Nothing like music to get to know yourself

So let’s see what we got

I use these libraries for the following analysis. Nothing like the tidyverse, right?

library(tidyverse)
library(factoextra)

Here is the data table that I gathered. It contains a lot of info, including our usernames, which is why I am not showing it here. Suffice to say that there is a lot of metadata about the song, as well as an analysis of the songs’ characteristics

complete_info <- read_tsv('../user_song_information.tsv') %>% 
  filter(User %in% c("Roberto", "Sarah"))

Visual comparison of song characteristics

Now that we have collected the data, we can start to compare the songs that we like.

Song Features

An good initial way to compare the distribution of values is to look at violin plots. These plots are wider where there are more values and narrower where there are less values. Within each violin plot, there is a smaller, regular boxplot.

numerical_info <- complete_info %>% 
                  select(track.duration_ms, track.popularity, danceability,
                         energy, key, loudness, speechiness, acousticness,
                         instrumentalness, liveness, valence, tempo, track.id,
                         User)

numerical_info <- numerical_info %>% 
                  gather(track.duration_ms, track.popularity, danceability,
                         energy, key, loudness, speechiness, acousticness,
                         instrumentalness, liveness, valence, tempo,
                         key=feature, value=value)

ggplot(numerical_info, aes(x=User, y=value, fill=User)) +
  geom_violin() +
  geom_boxplot(width=0.1, fill="white")  +
  scale_fill_brewer(palette="Dark2") +
  facet_wrap(~feature, scales='free') +
  theme_minimal() +
  theme(legend.position = 'none') +
  labs(title = "Distribution of song feature values",
       x="Feature Value")

Interesting! Well, one thing to consider is that I have ~300 songs while Sarah has 100. Even so, it is remarkable that Sarah has so much consistency in her music taste. For me, it is unsurprising that Sarah has songs with more danceability. Also, speechiness seems to separate our songs quite well. For reference, rap songs have a high level of speechiness, therefore it seems that Sarah’s songs are more rappy. Her songs also tend to have a higher tempo. This actually makes a lot of sense, Sarah is a great DJ at a party. When it comes to energy and loudness, our median values are similar; however, her songs’ values are more similar to each other than mine. I have more songs with lower energy and loudness. This further confirms that Sarah is a party animal.

Other than that, our songs have a similar track.popularity, meaning we’re both cool.

Explicit language

One interesting thig to look at is whether the song contains explicit language. How many of our songs would our mothers disapprove of?

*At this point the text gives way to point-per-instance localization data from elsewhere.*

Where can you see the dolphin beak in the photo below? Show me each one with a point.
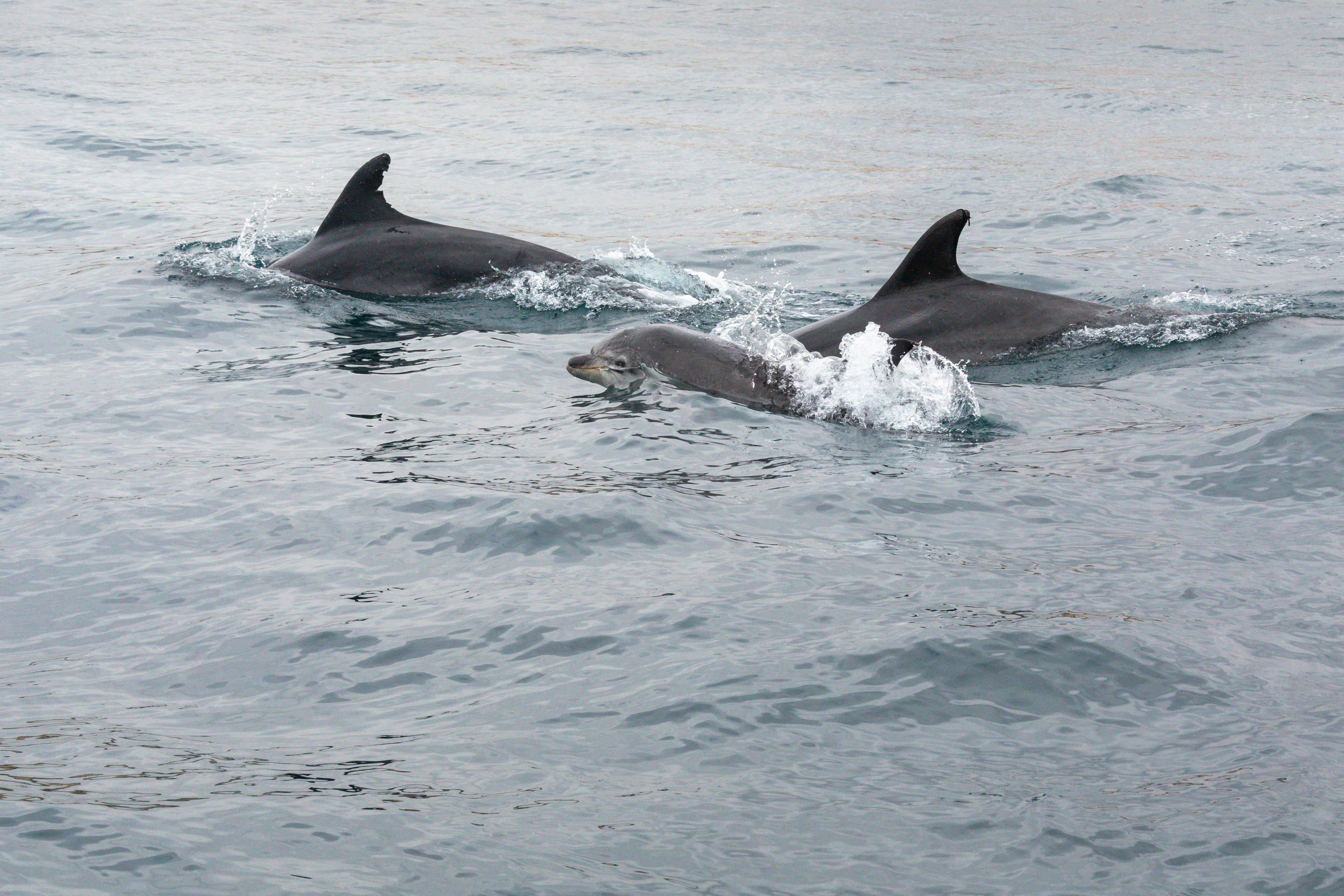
(595, 370)
(588, 367)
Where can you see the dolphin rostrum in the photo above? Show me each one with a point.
(367, 246)
(699, 361)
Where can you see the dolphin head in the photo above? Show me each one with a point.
(612, 363)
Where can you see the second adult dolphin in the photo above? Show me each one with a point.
(367, 246)
(929, 300)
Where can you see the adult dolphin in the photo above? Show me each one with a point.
(929, 300)
(694, 359)
(367, 246)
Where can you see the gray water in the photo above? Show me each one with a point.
(307, 593)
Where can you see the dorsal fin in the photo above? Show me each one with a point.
(362, 201)
(933, 257)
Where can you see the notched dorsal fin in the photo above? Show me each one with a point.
(362, 201)
(933, 257)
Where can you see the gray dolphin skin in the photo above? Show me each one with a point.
(699, 361)
(367, 246)
(929, 300)
(694, 359)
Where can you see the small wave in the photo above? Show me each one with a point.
(1199, 302)
(925, 393)
(562, 289)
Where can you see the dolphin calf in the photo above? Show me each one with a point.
(929, 300)
(699, 361)
(695, 359)
(367, 246)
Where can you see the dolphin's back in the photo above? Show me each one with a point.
(929, 300)
(367, 246)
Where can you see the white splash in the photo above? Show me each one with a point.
(257, 228)
(925, 393)
(1195, 300)
(568, 291)
(1187, 328)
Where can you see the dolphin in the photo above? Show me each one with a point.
(929, 300)
(699, 361)
(367, 246)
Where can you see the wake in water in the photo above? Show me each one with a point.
(1186, 316)
(925, 393)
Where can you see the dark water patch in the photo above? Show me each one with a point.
(323, 641)
(138, 150)
(565, 539)
(1138, 186)
(380, 132)
(1013, 678)
(1006, 679)
(1183, 52)
(1242, 847)
(1303, 461)
(1323, 882)
(413, 649)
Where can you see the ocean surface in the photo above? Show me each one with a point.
(308, 593)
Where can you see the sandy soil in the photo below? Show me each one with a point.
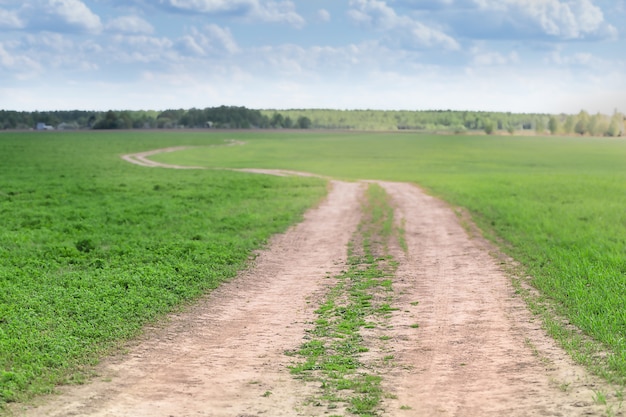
(477, 351)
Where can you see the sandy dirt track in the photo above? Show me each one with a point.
(477, 351)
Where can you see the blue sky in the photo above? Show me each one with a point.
(497, 55)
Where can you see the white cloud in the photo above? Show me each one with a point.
(377, 15)
(212, 40)
(22, 66)
(279, 12)
(323, 15)
(495, 58)
(10, 20)
(569, 20)
(130, 24)
(564, 19)
(265, 11)
(60, 16)
(211, 6)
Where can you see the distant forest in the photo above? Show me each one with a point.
(232, 117)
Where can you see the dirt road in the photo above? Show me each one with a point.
(477, 351)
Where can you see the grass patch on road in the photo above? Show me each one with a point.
(359, 300)
(92, 247)
(554, 204)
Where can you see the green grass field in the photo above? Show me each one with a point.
(92, 247)
(557, 205)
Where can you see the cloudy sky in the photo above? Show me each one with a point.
(500, 55)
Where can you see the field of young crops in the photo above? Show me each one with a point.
(92, 247)
(556, 204)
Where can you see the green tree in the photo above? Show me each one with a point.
(488, 126)
(304, 122)
(553, 125)
(582, 123)
(568, 125)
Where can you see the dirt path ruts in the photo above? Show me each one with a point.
(477, 351)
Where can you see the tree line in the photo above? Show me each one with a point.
(233, 117)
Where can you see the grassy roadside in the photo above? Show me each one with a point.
(361, 298)
(556, 205)
(92, 247)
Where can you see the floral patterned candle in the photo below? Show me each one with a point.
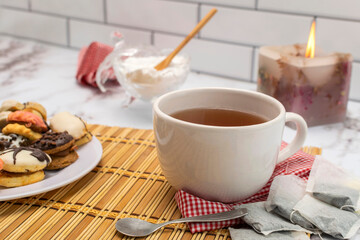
(317, 88)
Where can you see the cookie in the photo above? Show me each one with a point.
(30, 120)
(12, 141)
(11, 105)
(54, 142)
(24, 159)
(20, 179)
(21, 130)
(3, 118)
(36, 108)
(61, 162)
(84, 139)
(74, 125)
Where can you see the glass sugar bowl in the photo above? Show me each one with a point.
(134, 69)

explicit_info <- complete_info %>% 
  group_by(User) %>% 
  count(track.explicit)

exp_fig <- ggplot(explicit_info, aes(x=User, y=n, fill=track.explicit)) +
  geom_bar(position = 'fill', stat='identity') +
  scale_fill_brewer(palette = 'Dark2') +
  theme_minimal() +
  labs(y='Proportion of songs',
       title="Proportion of songs that contain explicit language")
exp_fig

It seems that both of us are mostly children of God and listen to good christian lyrics. However, Sarah has a greater proportion of songs with explicit language.
Ay ay ay. Sarah! Would you show your grandmother your songs? Tss.

Favourite time period

How about what time period we listen to? We can compare the release dates of the albums that contain the songs we listen to. Maybe one of us likes oldies more.

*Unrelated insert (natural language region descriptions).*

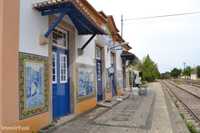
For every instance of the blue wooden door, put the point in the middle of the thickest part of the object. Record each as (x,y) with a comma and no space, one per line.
(60,79)
(99,80)
(113,84)
(113,76)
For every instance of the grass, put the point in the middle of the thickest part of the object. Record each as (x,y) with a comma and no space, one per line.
(191,127)
(183,116)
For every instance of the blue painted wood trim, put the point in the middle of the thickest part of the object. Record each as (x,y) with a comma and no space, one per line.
(89,40)
(54,24)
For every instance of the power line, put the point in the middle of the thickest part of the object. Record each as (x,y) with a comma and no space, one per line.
(163,16)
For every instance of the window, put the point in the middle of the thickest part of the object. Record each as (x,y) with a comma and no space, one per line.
(60,38)
(98,53)
(63,68)
(54,68)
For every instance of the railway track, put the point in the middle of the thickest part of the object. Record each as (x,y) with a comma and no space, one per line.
(187,103)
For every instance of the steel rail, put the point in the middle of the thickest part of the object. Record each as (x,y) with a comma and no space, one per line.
(185,105)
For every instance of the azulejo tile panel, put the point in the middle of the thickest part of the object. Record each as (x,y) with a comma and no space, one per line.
(86,81)
(33,85)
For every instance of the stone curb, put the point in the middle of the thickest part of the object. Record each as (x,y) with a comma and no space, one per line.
(177,123)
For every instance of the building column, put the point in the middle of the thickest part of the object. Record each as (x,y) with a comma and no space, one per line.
(9,43)
(1,43)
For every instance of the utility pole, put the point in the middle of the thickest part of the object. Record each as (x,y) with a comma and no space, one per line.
(122,25)
(184,66)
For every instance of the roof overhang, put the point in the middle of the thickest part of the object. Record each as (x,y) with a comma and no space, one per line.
(82,21)
(128,56)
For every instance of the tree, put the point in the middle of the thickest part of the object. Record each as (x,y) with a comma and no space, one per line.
(175,73)
(165,75)
(187,71)
(198,71)
(149,69)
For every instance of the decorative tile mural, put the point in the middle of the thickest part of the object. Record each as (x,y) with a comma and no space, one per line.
(86,81)
(34,85)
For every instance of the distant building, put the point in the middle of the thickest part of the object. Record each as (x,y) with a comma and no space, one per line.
(194,75)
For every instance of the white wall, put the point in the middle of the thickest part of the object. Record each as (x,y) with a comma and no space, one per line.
(32,25)
(118,58)
(104,41)
(88,56)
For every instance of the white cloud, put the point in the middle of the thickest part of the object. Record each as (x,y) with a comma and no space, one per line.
(170,41)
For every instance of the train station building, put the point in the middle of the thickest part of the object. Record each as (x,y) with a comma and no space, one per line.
(57,58)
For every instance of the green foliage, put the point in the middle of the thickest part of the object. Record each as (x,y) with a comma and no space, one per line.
(165,75)
(191,127)
(149,69)
(175,73)
(187,71)
(198,71)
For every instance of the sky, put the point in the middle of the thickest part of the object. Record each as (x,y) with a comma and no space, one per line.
(169,41)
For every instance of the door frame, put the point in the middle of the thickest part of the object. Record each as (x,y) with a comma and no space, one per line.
(113,56)
(66,26)
(62,51)
(103,69)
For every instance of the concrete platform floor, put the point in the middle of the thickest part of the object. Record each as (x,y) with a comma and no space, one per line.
(137,114)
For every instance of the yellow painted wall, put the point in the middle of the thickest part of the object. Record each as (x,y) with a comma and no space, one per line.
(86,105)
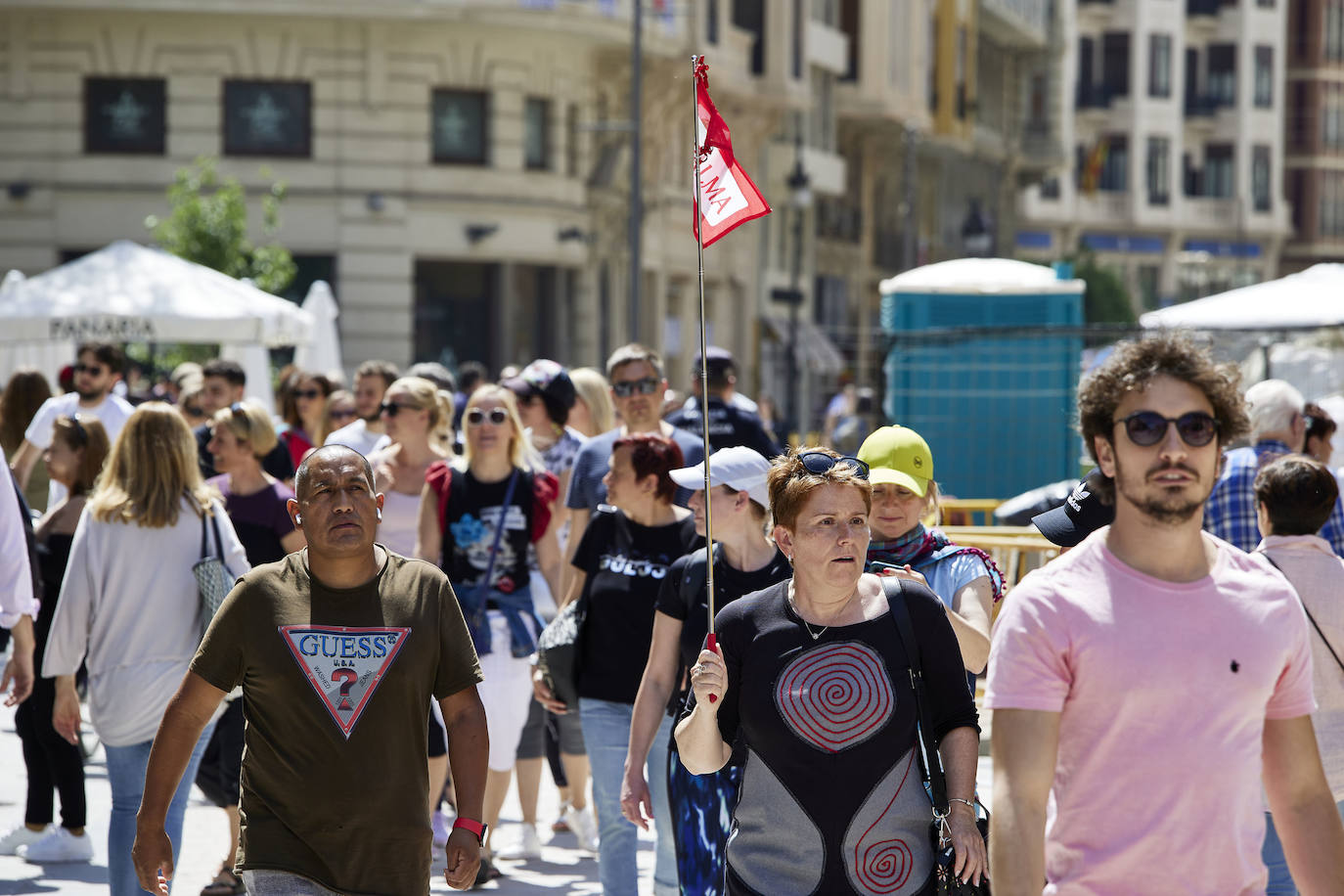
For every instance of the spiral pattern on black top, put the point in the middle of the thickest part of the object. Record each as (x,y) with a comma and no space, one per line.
(836,696)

time_info <- complete_info %>% 
  separate(track.album.release_date, c('album.year', 'album.month', 'album_day'), '-') %>% 
  mutate(album.year = as.integer(album.year),
         album.month = as.integer(album.month)) %>% 
  select(track.id, User, album.year, album.month) %>% 
  gather(album.year, album.month, key=timemeasure, value=value)

date_info <- time_info %>% 
  group_by(User, timemeasure) %>% 
  count(value) %>% 
  rename(n_songs = n,
         time_measure = value) 
  

bar <- ggplot(date_info, aes(x=time_measure, y=n_songs, fill=User)) +
  geom_bar(stat="identity") +
  scale_fill_brewer(palette="Dark2") +
  facet_wrap(~timemeasure, scales = 'free') + 
  theme_minimal() +
  labs(x="Month                                                        Year", 
       y='Number of Songs', title = "Number of songs for each month/year") 

bar

Looks like we both mostly listen to moder music. But also, for some reason January is a month where we both have a lot of songs…

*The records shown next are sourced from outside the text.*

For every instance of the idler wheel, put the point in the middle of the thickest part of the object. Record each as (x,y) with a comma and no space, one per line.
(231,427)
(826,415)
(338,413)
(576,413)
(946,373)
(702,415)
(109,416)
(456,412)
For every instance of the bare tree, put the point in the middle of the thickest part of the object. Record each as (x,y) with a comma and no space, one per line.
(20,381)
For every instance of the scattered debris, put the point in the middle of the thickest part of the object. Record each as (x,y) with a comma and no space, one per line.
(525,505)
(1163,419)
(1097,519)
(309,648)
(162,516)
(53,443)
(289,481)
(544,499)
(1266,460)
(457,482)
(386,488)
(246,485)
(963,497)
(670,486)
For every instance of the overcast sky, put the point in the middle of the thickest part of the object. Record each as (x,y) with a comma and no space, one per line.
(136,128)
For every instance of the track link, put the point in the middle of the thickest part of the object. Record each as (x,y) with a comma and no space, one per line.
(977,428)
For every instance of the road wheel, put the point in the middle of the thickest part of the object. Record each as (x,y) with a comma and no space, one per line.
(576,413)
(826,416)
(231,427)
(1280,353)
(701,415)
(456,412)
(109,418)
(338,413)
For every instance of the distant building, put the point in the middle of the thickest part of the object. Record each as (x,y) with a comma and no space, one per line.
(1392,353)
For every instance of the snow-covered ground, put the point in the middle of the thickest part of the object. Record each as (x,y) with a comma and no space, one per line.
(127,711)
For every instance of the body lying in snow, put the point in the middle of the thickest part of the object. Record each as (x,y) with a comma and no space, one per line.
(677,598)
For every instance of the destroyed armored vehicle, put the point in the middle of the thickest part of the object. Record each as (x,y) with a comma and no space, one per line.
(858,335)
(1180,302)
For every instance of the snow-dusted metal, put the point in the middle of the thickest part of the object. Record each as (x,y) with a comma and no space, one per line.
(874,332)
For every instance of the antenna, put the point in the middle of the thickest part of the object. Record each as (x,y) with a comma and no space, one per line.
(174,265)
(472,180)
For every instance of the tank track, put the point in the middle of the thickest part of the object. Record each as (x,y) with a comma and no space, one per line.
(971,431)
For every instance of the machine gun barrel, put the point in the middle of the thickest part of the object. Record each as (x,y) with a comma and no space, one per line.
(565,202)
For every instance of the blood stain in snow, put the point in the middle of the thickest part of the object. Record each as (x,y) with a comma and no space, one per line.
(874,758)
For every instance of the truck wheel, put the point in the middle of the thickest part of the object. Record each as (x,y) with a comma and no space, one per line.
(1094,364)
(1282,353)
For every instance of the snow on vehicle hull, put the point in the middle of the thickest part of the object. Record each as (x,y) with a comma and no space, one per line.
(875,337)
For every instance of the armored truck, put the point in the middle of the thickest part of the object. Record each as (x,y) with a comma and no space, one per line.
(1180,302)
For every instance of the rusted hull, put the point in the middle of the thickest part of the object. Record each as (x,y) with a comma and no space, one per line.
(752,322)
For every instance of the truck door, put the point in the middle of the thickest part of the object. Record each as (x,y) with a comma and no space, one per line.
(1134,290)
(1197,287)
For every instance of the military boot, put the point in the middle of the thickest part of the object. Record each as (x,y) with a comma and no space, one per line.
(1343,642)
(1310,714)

Some Multidimensional Statistics

Now that we have seen the features of our songs, we can try to see if these values truly distinguish my songs from Carina’s. To do this, I first will try some Principal Component Analysis and K-Means clustering.

Are our songs distinguishable from eachother?

So, just how different are our songs? One way to asnwer this question is to perform an analysis known as Principal Component Analysis (PCA). Basically, we can collapse the variables that describe our songs (danceability, valence, speechiness, etc) into two components such that the variance between our songs is maximized. This will let us know if the feature values of our songs are different or not.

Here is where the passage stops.